If the words “procedure” and “process” conjure mixed emotions of rage and comfort, you’re not alone. I feel the same way.
Whether as employees or consumers, we’ve all experienced corporate red tape – long chains of command, endless phone call transfers, time-consuming approval processes that slow everything down. Deserved or not, this expectation of inefficiency is a stigma often associated with larger companies, for whom quality control can be a multi-department ordeal.
Small businesses are less likely to get bogged down this way, for one simple reason: complex compliance processes require manpower, something small businesses don’t have.
Kaser Blasting & Coatings is a good example of this. We’re what’s called a job shop. This means we take on lots of small jobs, along with some larger, more industrial projects. Our (hopefully obvious) goal is to provide all customers with high-quality blasting and coatings, regardless of project size, by catching mistakes before they happen. While the goal remains consistent no matter what, our reliance on process really varies according to the size of the project.
We have a lean, close-knit, highly-talented team. I know that the guys on the floor are operating at maximum capacity turning out good work, and there’s very little time or energy available to create and follow detailed flow charts for every single part. We’re agile, and most of the time, it works really well for us… until it doesn’t.
Some weeks, we’re churning out dozens of small orders every day. The “each man for himself” agility model works very well under these circumstances. Worst case scenario, the risk of rework is slight – even if we occasionally have to take a one-off part back down to bare metal and start over, the time and cost added is minimal.
When a shipment of 200 steel beams comes along, however, it’s time to switch out of agility mode and into process mode.
If we embark on a big job without the proper quality controls in place, every little deviation has the potential to result in hours of rework, which is something we can’t afford. The team has to set aside its normal, independent work habits in favor of a more collective, process-oriented approach. Suddenly, it’s time to consult the notes, standardize the procedures, and create quality control checkpoints along the way.
As we’ve grown, we’ve become better about note-taking. We often refer back to previous projects, to see what worked well and what didn’t. Mistakes are only valuable if we learn from them.

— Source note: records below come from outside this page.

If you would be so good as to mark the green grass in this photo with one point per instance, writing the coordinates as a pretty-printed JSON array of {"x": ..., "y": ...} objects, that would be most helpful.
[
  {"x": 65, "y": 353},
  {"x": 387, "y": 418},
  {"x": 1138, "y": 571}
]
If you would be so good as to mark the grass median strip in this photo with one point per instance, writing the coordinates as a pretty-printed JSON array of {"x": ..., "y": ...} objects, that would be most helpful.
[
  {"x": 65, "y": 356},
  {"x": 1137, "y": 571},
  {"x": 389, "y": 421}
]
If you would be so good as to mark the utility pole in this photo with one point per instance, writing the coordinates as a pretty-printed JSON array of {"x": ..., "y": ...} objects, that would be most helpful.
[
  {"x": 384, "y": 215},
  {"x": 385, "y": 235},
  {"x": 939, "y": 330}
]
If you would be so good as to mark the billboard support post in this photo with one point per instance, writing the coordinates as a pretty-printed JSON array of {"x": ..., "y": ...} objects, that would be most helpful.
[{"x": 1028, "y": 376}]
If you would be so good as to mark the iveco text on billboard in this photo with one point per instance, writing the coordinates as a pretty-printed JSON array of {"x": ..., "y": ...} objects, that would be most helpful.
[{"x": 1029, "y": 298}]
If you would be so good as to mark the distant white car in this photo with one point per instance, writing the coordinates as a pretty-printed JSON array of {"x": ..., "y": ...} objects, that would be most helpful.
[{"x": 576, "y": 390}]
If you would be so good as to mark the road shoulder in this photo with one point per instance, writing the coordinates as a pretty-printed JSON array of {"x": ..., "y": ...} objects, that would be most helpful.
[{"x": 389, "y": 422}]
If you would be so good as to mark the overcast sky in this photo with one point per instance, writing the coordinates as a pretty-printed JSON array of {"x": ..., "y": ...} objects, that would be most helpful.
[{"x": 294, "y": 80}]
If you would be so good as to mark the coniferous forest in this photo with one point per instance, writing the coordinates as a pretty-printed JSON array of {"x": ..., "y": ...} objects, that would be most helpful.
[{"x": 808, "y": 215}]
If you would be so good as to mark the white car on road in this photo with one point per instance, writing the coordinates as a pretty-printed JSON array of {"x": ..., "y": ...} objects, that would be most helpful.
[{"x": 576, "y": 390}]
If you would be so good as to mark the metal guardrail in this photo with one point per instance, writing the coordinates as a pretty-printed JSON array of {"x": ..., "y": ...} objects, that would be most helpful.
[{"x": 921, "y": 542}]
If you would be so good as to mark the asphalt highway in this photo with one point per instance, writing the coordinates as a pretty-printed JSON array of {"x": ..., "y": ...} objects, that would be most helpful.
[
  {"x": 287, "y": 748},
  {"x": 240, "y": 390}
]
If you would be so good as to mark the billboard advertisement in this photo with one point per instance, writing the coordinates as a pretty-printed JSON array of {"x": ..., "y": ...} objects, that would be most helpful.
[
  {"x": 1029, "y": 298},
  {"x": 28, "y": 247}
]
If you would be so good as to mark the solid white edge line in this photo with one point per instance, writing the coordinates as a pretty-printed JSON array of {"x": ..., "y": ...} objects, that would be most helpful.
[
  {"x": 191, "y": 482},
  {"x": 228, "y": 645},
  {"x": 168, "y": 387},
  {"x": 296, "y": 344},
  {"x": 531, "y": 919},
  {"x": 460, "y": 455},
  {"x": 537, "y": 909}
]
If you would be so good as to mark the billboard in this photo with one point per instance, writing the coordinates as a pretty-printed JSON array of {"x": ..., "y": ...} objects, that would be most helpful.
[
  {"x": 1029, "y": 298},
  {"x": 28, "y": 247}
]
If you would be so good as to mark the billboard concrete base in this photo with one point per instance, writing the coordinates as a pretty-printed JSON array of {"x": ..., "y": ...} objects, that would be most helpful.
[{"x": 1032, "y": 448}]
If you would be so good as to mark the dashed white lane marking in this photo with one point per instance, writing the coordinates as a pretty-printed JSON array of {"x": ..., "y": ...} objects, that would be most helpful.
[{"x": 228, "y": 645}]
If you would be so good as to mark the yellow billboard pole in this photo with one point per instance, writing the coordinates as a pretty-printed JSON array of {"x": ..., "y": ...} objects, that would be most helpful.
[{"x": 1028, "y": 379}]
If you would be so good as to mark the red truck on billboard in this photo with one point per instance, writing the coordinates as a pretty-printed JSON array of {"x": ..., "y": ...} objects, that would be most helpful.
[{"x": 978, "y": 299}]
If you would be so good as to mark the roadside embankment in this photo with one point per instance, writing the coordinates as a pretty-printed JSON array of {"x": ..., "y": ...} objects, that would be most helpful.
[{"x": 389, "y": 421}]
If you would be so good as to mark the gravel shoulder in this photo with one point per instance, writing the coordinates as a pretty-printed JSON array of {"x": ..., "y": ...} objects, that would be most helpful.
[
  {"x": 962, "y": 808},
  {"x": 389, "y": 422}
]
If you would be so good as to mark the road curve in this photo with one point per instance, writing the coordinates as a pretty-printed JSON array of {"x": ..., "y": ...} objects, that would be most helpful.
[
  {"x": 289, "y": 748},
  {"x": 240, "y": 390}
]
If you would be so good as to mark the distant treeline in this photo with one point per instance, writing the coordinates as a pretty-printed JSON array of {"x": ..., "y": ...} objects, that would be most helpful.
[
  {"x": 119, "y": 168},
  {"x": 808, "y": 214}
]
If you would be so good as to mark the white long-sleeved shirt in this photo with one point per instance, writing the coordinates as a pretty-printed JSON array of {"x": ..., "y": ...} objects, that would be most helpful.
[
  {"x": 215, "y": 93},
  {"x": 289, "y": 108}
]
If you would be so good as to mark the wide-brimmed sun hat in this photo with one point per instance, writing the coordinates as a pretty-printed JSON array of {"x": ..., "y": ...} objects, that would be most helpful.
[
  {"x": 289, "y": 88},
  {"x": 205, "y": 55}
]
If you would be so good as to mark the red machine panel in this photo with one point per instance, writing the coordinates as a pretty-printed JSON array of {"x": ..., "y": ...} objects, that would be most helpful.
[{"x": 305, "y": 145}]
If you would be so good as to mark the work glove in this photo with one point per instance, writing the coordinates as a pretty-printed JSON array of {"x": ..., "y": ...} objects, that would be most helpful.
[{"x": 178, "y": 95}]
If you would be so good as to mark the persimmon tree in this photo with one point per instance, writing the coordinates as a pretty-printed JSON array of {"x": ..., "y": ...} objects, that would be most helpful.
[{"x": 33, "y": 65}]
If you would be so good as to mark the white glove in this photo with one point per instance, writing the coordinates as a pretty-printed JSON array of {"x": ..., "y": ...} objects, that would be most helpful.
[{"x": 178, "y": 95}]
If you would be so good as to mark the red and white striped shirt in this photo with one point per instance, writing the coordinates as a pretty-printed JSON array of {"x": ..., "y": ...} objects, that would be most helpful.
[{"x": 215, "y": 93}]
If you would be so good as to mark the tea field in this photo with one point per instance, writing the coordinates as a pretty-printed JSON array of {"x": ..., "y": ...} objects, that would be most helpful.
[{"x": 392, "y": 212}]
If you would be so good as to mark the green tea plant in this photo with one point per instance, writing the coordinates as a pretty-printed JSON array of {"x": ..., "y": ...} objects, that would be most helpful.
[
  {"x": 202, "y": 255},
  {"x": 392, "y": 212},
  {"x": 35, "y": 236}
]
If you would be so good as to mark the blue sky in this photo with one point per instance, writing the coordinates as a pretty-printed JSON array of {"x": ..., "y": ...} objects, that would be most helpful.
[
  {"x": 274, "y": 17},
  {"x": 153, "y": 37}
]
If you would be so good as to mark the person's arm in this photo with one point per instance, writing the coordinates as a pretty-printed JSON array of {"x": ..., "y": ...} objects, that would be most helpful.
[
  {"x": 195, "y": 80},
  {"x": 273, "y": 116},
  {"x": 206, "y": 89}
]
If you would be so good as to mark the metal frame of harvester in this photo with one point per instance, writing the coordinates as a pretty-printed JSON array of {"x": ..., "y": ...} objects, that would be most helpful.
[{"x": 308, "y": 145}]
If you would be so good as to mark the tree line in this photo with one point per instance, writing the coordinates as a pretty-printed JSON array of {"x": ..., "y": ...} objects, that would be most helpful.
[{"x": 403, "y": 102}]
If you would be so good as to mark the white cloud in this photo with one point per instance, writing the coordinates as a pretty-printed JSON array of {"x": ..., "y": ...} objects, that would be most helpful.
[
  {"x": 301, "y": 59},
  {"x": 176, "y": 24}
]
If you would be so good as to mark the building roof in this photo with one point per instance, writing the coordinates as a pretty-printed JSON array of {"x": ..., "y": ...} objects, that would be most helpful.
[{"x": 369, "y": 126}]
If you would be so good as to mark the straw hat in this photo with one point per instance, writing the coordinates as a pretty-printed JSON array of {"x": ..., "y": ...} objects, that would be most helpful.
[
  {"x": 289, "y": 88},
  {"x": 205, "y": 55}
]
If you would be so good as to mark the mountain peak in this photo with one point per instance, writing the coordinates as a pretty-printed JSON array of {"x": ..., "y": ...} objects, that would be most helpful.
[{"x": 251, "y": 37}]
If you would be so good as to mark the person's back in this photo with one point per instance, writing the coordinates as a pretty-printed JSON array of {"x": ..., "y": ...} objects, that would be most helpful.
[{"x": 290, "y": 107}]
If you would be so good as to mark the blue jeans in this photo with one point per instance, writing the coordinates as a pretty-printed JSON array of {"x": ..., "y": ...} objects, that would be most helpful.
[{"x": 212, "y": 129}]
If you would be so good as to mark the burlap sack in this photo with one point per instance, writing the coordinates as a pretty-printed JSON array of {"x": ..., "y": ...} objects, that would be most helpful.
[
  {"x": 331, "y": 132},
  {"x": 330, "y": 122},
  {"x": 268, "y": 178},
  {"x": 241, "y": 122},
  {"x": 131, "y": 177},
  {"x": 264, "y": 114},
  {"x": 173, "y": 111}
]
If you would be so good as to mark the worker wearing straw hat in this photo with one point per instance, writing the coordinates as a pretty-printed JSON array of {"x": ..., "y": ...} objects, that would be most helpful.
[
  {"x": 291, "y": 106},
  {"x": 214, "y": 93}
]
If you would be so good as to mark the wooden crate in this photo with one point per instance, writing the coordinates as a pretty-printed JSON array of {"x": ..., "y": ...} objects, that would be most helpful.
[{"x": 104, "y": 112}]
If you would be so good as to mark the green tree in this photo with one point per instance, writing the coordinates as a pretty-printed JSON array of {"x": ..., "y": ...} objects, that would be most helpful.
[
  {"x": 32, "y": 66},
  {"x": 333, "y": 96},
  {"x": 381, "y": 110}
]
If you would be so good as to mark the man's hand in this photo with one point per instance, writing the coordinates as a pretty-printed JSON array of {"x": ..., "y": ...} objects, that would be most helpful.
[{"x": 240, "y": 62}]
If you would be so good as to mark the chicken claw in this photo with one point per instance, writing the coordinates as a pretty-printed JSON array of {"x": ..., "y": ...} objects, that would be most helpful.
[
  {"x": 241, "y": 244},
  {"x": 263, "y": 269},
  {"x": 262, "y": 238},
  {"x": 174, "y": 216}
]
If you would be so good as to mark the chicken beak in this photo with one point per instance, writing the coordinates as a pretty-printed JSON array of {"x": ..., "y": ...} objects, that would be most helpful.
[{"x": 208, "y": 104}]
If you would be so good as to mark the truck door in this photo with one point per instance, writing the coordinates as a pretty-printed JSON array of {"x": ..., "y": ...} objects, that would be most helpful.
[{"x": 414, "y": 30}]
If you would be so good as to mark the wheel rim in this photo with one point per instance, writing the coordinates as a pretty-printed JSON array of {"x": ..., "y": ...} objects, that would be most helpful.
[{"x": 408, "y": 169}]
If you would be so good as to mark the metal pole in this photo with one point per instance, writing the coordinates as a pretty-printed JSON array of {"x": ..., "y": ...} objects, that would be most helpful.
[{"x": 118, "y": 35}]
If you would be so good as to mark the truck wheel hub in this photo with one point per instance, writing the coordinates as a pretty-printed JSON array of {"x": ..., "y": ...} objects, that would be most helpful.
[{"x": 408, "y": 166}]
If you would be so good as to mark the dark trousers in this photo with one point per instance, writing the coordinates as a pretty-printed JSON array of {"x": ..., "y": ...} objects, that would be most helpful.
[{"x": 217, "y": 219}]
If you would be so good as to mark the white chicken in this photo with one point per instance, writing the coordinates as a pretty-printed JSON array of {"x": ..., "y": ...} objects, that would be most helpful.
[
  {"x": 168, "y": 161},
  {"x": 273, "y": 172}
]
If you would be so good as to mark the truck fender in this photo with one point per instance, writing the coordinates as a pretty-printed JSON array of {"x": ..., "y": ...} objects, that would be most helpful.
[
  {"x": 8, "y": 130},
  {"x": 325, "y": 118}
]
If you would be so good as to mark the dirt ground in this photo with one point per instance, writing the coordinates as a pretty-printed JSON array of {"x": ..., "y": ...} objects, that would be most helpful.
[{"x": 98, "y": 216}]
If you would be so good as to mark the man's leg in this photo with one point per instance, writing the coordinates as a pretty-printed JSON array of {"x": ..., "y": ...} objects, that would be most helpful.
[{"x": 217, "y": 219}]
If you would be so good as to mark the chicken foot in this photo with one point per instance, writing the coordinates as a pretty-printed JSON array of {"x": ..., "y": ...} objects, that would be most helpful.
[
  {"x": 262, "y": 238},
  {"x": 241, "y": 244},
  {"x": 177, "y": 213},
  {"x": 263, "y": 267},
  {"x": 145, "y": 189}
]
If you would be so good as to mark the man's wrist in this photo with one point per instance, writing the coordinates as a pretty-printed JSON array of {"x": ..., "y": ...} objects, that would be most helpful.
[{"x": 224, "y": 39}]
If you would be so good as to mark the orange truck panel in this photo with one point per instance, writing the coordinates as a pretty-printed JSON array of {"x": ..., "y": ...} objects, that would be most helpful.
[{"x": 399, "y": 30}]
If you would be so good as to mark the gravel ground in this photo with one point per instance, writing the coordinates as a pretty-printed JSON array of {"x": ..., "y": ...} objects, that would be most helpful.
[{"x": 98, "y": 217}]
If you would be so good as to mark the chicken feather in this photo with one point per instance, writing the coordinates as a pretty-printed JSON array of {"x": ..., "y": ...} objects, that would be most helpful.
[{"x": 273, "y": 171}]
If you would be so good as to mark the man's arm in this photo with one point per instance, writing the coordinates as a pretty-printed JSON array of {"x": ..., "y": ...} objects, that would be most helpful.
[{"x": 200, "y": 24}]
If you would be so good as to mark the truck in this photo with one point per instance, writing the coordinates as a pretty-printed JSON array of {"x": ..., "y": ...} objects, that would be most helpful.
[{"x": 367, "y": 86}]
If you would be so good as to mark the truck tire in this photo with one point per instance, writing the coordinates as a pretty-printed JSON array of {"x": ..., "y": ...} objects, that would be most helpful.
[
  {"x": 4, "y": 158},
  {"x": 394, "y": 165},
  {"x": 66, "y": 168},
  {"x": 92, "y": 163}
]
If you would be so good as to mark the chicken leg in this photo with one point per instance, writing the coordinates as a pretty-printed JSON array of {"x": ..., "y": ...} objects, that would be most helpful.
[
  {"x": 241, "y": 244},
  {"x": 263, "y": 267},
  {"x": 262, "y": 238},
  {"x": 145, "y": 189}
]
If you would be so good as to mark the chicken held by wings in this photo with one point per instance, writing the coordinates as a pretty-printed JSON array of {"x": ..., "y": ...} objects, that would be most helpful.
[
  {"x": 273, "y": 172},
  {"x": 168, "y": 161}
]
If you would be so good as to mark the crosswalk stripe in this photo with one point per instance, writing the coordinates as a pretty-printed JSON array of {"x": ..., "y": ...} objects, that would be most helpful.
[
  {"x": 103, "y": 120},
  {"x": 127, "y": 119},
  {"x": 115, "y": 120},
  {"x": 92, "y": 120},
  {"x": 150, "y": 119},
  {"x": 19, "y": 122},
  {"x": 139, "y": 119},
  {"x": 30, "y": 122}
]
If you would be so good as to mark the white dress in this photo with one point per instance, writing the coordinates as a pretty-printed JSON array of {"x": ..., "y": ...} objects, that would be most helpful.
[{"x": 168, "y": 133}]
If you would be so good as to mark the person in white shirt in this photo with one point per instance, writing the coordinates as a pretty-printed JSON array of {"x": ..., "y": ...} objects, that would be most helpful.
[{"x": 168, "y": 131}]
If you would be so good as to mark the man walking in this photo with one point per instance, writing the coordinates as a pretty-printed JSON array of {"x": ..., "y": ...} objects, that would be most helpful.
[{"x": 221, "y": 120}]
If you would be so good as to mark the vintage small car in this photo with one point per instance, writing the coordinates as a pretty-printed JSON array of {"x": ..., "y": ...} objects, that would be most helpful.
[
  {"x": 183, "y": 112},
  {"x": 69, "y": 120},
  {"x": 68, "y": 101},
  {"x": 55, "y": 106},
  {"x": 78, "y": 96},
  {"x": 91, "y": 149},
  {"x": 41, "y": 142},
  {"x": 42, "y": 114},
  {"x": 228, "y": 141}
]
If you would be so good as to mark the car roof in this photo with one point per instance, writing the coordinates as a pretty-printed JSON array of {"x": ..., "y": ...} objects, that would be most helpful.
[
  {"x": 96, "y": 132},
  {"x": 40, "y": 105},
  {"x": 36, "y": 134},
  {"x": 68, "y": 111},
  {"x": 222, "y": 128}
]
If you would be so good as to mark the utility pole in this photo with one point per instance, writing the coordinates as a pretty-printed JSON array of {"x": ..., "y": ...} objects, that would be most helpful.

Small business management is all about negotiating fine lines, narrow margins, and gray areas, and this issue is no different. There’s a razor’s edge between wanting to encourage independence and agility on the team, and wanting things to come out right the first time around. Above all, I love routines – they provide the groundwork for consistent quality. The key is knowing when to switch gears from independent, small-project routines to more collective, large-project routines and processes.
I’ve learned that, handled correctly, processes can bring confidence. The team derives a sense of pride and comfort from knowing that we’re doing it right the first time.